A ofensiva militar do hutis – um grupo rebelde afeto à corrente zaidita do Islão xiita – sobre o antigo território da República Árabe do Iémen e a expulsão de Hadi e das suas forças de Saná e da região circundante, em 2014, transportou o país para uma guerra civil sem fim à vista e deu início a uma crise humanitária de proporções catastróficas, mas viabilizou o ressurgimento de Saleh, poucos anos depois do seu afastamento. O ex-Presidente não quis ficar a assistir na bancada à batalha pelo território que liderou durante 33 anos e decidiu juntar-se aos rebeldes que combatem a coligação aliada de Hadi, liderada pela Arábia Saudita e apoiada pelos EUA.

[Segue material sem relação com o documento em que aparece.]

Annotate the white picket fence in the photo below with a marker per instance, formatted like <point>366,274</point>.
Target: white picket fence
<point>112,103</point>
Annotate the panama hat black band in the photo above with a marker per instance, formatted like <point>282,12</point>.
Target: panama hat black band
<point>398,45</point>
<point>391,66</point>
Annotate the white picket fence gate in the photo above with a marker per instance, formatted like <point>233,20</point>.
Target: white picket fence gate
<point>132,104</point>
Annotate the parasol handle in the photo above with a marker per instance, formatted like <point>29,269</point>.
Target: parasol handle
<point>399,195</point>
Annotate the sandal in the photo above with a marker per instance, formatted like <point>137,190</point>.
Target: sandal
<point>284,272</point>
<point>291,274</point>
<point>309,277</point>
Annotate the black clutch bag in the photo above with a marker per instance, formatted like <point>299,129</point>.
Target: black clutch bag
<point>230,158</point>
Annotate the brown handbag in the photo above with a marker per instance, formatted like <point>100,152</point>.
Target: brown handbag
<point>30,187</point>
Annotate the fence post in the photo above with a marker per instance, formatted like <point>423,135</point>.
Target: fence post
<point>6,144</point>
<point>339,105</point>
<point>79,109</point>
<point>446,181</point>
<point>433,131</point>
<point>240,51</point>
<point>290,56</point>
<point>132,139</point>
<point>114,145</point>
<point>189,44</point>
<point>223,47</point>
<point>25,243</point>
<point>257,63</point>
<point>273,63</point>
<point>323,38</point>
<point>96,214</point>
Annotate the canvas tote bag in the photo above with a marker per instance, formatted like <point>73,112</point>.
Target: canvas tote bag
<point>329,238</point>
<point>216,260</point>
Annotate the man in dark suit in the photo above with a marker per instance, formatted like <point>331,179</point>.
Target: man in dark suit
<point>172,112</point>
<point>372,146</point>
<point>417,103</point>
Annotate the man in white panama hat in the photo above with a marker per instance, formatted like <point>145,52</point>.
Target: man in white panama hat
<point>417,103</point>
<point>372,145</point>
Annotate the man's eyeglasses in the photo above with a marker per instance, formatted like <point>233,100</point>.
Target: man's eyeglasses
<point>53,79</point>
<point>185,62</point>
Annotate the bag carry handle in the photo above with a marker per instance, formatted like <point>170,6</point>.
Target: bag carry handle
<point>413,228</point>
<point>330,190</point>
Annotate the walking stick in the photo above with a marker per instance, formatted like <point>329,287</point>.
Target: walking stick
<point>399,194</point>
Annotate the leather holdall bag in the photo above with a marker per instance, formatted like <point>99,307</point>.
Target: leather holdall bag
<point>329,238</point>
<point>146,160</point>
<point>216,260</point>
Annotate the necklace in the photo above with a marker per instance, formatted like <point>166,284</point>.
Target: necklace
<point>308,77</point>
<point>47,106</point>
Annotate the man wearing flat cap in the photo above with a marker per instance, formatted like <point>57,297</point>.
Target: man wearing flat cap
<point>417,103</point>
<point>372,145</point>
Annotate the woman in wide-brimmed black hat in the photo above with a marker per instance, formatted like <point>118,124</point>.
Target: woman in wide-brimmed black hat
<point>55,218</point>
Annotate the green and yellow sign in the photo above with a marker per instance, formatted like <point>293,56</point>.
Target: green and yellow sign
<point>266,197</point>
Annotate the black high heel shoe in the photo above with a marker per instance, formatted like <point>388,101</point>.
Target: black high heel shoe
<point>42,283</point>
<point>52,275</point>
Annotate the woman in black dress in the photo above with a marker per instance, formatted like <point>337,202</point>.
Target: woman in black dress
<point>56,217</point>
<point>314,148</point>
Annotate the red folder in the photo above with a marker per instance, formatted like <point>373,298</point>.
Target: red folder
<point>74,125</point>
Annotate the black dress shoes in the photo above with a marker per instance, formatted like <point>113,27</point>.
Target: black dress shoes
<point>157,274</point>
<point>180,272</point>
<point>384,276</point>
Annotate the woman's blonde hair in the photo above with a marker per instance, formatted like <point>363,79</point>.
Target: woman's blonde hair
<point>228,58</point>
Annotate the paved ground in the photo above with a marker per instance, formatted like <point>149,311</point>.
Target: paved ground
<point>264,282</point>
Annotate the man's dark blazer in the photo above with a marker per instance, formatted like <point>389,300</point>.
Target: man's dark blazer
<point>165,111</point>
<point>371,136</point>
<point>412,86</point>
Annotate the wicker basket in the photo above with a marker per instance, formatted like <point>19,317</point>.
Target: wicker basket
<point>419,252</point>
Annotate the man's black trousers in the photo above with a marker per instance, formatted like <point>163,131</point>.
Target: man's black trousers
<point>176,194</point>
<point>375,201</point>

A nova mudança de amigos foi entendida, interna e externamente, como mais um gesto de pragmática conveniência, de um homem que nunca se mostrou disposto a abdicar do papel principal no teatro iemenita. E a relação, já de si assente em alicerces muito frágeis, acabou por ruir na sequência de um anúncio televisivo protagonizado pelo próprio Saleh, no passado sábado. O antigo Presidente responsabilizou os hutis pela guerra, apelou aos seus apoiantes para ignorarem a causa rebelde e mostrou-se aberto a estabelecer um canal de negociações com a Arábia Saudita, para se por fim a uma guerra que já dizimou mais de dez mil pessoas e que deixou milhões sem acesso a água potável e em risco de inanição.
O rebeldes xiitas não perdoaram nova troca de camisolas e na última segunda-feira atacaram a comitiva onde o ‘traidor’ seguia, a caminho de Saná. «Anunciamos a morte do traidor Ali Abdullah Saleh e dos seus apoiantes, depois de ele e dos seus homens terem bloqueado as estradas e matado civis, em clara colaboração com os países inimigos da coligação», justificou o canal de televisão dos rebeldes. O antigo Presidente foi abatido a tiro, aos 75 anos.